The meeting took place via video conference between Governor of the National Bank of Cambodia (NBC) Chea Chanto and head of the IMF Team for Cambodia Alasdair Scott, this week.
During the meeting, Chanto informed the IMF team about government efforts in preventing the spread of COVID-19 and in stabilising the country’s economy since the breakout of the virus.
He said to support economic activities, the NBC had also improved its currency policy, by easing various regulations in order to increase cash injections into the banking system as well as encouraging loan restructuring to help clients facing financial hardships.
The governor also extended his thanks to the IMF for its contribution to Cambodia’s development, especially in the banking sector.
Speaking for the IMF, Alasdair Scott shared a glowing appreciation for Cambodia’s banking policy amid the pandemic and its key role in helping to stabilise the micro-economy during the crisis.

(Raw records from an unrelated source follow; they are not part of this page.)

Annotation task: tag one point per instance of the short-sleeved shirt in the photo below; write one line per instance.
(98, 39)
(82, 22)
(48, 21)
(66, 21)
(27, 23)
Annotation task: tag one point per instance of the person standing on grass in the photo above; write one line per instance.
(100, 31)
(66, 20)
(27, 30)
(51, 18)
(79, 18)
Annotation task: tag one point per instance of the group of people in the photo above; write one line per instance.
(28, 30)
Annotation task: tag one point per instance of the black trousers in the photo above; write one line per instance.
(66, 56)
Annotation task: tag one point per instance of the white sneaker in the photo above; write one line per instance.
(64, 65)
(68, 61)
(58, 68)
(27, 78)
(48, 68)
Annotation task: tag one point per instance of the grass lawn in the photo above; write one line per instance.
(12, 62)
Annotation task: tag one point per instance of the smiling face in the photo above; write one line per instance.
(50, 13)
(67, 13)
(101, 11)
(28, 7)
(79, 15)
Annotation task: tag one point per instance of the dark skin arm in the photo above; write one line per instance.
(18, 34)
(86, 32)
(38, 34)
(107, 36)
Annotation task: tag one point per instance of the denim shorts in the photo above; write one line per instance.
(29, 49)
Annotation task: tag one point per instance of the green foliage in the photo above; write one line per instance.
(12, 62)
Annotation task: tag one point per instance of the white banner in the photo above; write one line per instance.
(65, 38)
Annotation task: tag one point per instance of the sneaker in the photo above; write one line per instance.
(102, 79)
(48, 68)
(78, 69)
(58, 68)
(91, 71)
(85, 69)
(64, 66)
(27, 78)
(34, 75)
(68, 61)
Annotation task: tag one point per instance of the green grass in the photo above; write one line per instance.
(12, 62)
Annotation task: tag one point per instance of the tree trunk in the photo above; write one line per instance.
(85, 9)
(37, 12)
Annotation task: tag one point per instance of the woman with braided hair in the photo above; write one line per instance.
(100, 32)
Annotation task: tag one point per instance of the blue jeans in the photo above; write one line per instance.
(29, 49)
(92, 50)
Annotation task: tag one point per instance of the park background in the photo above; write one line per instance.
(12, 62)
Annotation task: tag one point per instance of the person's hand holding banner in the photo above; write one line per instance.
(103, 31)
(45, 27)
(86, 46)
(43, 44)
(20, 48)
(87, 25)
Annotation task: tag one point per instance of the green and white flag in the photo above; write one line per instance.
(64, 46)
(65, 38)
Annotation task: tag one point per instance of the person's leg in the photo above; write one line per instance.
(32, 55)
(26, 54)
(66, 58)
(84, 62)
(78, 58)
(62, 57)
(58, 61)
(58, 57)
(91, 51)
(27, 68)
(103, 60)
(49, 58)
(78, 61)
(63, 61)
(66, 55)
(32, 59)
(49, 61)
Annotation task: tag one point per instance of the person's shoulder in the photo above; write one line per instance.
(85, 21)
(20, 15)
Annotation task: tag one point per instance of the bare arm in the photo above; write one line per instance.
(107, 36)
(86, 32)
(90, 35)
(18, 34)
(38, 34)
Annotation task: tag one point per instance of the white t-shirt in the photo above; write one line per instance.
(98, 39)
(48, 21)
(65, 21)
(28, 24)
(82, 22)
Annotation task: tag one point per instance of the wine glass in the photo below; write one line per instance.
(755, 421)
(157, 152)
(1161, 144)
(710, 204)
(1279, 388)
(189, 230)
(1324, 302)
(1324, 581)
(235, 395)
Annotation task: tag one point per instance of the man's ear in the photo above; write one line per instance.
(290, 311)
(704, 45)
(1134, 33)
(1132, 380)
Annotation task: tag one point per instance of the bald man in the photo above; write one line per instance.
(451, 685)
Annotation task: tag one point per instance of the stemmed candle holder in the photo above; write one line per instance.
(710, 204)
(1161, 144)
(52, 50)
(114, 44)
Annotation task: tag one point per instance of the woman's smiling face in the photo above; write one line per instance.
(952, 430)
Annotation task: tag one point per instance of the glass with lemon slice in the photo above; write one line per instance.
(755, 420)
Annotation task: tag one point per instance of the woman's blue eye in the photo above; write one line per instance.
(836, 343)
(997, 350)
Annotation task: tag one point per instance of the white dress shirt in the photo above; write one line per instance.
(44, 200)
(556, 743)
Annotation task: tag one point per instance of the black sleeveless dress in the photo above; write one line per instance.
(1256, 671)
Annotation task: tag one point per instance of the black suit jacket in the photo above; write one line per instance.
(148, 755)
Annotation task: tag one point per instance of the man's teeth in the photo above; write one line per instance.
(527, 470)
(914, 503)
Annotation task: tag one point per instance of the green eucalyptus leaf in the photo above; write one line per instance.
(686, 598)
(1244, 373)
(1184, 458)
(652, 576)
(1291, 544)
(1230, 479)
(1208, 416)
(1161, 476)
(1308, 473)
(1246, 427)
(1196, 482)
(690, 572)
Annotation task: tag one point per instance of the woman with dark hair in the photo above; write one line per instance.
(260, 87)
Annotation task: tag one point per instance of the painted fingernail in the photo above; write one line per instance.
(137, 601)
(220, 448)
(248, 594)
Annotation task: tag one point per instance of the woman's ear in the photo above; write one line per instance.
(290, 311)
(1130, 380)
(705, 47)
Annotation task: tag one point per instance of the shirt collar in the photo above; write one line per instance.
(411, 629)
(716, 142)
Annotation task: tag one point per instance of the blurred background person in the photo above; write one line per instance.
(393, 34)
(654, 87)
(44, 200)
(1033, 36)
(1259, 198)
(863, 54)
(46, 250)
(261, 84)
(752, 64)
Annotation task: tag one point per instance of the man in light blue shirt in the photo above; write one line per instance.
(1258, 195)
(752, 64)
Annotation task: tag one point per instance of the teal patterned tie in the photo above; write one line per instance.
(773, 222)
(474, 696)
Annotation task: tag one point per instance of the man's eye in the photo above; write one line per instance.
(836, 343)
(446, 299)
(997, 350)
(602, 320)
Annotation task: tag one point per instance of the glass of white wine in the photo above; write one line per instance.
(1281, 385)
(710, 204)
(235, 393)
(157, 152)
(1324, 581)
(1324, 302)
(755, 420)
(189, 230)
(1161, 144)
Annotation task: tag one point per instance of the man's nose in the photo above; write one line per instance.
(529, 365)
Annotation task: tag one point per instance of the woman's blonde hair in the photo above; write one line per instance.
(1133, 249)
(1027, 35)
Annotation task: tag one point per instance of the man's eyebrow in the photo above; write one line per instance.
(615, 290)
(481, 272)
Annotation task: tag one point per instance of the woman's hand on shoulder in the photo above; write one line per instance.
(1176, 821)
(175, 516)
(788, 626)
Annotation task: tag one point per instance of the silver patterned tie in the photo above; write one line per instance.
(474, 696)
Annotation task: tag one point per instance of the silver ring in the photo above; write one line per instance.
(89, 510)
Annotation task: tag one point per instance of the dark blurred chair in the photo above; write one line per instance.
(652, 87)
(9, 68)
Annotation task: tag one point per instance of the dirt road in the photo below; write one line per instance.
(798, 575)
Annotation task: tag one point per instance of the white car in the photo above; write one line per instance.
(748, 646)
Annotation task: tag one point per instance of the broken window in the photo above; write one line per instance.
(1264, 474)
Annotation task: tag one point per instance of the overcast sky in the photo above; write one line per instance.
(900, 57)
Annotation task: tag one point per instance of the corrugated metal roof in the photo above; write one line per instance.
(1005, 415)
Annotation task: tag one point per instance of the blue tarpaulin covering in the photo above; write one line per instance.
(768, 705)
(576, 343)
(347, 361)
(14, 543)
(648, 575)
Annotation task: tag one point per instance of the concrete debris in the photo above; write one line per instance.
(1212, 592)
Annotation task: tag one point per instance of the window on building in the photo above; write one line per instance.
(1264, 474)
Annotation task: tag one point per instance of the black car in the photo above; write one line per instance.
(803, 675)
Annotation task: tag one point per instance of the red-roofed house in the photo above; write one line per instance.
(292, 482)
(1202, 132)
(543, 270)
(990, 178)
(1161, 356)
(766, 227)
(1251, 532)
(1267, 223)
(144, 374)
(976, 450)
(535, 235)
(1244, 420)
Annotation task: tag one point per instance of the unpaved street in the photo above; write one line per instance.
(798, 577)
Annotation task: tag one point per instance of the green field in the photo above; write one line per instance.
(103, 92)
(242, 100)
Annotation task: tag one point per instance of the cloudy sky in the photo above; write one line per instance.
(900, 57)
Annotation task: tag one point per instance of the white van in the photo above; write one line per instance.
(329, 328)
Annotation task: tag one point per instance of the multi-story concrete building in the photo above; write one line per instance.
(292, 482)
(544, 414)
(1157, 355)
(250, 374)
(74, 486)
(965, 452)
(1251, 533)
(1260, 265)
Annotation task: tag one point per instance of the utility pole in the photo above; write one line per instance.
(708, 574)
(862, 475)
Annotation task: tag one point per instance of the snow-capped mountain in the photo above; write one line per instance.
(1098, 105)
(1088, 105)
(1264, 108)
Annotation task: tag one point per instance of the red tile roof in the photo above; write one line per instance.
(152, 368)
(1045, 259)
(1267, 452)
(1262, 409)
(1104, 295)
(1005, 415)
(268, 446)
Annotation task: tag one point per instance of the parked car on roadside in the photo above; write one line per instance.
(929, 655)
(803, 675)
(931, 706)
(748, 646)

He also pledged that the IMF will continue cooperating with the NBC, especially in the areas of financial security, currency policy and development towards a fully integrated banking data system.
The news comes after the Ministry of Economy and Finance (MEF) forecast strong growth for Cambodia in 2021.
According to a report by the MEF, growth is expected to recover by 4 percent, following 2020’s virus-induced contraction of 3.1 percent.
The report included growth projections of 0.3 percent for hotels and restaurants, 4.5 percent for the garment industry, 2.9 percent for construction, 2.7 percent for real estate, 1.3 percent in agriculture and 12.5 percent in non-garment manufacturing.
Vongsey Vissoth, Permanent Secretary of State at the Ministry of Economy and Finance, said that the 4 percent growth projection appears conservative in the ministry’s estimation.
“We see the Regional Comprehensive Economic Partnership (RCEP) deal with China and the newly signed free trade agreement with South Korea as attracting more foreign direct investments into the country,” he said.
Vissoth said that the economy’s recovery is down to the government’s comprehensive plan, which committed to a step-by-step process of reform, building resiliency and trust among the public and businesses and investors,” he added.
“The effective control of the COVID-19 pandemic by the government, its maintenance of social and economic stability, the increase in competitiveness and resilience-building as well as the issuing of the new law on investment and the law on public-private partnerships [3Ps] has been important,” he added.